BERTScore vs BLEU vs ROUGE

| Metric | Matching | Semantic | Handles Paraphrase | Correlates with Human | |---|---|---|---|---| | BLEU | n-gram overlap | No | No | Low | | ROUGE | n-gram recall | No | No | Low-Medium | | BERTScore | Contextual embedding | Yes | Yes | High | | LLM-as-judge | Holistic | Yes | Yes | Highest |

BERTScore correlates much better with human judgments than BLEU or ROUGE. For text generation evaluation, it's the strongest automatic metric that doesn't require an LLM call.
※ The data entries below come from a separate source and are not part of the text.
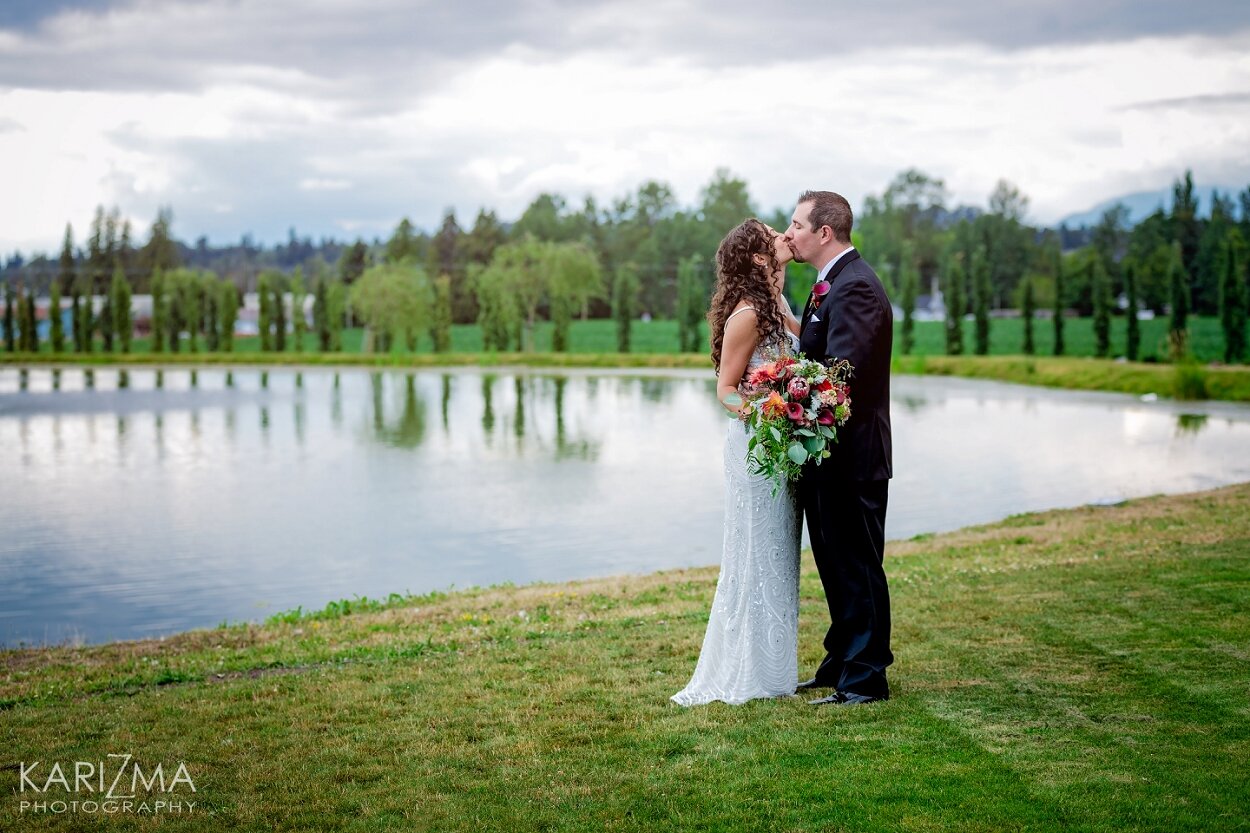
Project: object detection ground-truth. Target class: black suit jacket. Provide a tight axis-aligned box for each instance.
[799,250,894,482]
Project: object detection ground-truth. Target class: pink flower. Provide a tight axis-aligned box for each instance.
[760,390,788,418]
[811,280,829,306]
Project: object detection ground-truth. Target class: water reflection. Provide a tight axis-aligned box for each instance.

Model Selection for BERTScore

The scoring model matters. Better models → more accurate semantic matching:

| Model | Speed | Quality | Recommended for | |---|---|---|---| | bert-base-uncased | Fast | Low | Development testing | | roberta-large | Medium | Good | General use | | microsoft/deberta-xlarge-mnli | Slow | Excellent | Production evaluation |

For pharmaceutical/medical content, consider using a domain-specific model if one is available for your language.
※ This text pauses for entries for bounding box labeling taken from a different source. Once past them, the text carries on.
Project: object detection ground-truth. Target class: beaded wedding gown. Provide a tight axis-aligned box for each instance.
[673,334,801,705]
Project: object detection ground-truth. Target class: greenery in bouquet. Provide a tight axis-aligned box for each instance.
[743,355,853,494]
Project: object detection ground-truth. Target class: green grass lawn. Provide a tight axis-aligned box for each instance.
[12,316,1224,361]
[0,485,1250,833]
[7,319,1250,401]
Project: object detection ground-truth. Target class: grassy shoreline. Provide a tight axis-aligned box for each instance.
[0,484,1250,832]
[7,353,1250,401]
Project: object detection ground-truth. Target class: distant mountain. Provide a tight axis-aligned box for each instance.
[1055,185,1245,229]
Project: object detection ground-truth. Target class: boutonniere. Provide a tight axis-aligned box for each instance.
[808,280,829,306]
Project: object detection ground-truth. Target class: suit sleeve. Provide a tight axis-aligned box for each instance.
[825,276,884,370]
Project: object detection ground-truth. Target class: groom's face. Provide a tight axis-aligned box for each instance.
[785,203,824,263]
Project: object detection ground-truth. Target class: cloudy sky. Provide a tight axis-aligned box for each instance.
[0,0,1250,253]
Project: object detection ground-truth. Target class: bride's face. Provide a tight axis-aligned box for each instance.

Interpreting BERTScore Values

With rescale_with_baseline=True, scores are rescaled to be more interpretable:

  • F1 around 0.90+: Very strong semantic match
  • F1 around 0.80–0.90: Good match with some differences
  • F1 around 0.70–0.80: Related content, notable differences
  • F1 below 0.70: Significant divergence in content

Without rescaling, raw BERTScore F1 values tend to cluster around 0.85–0.95 even for poor matches because the embedding space is dense. Always use rescale_with_baseline=True for interpretable values.
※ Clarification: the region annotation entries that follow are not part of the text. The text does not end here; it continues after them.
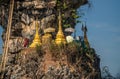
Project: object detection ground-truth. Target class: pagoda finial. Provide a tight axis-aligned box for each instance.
[30,21,41,48]
[55,11,66,44]
[82,24,90,48]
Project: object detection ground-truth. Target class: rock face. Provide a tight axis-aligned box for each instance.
[0,0,101,79]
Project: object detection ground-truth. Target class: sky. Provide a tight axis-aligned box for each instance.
[0,0,120,76]
[76,0,120,76]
When BERTScore Falls Short

BERTScore is strong but has limitations:

  • Doesn't evaluate factual accuracy: "Ibuprofen is an anticoagulant" would score high against "Warfarin is an anticoagulant" — same type of claim, wrong drug
  • Doesn't catch hallucinations: If the reference doesn't mention a fact, a hallucinated fact in the candidate can't be detected
  • Reference quality dependent: If your reference answers are poor, BERTScore rewards candidates that match poor references

For applications where factual accuracy is critical (medical, legal), combine BERTScore with LLM-as-judge evaluation that explicitly checks for factual errors.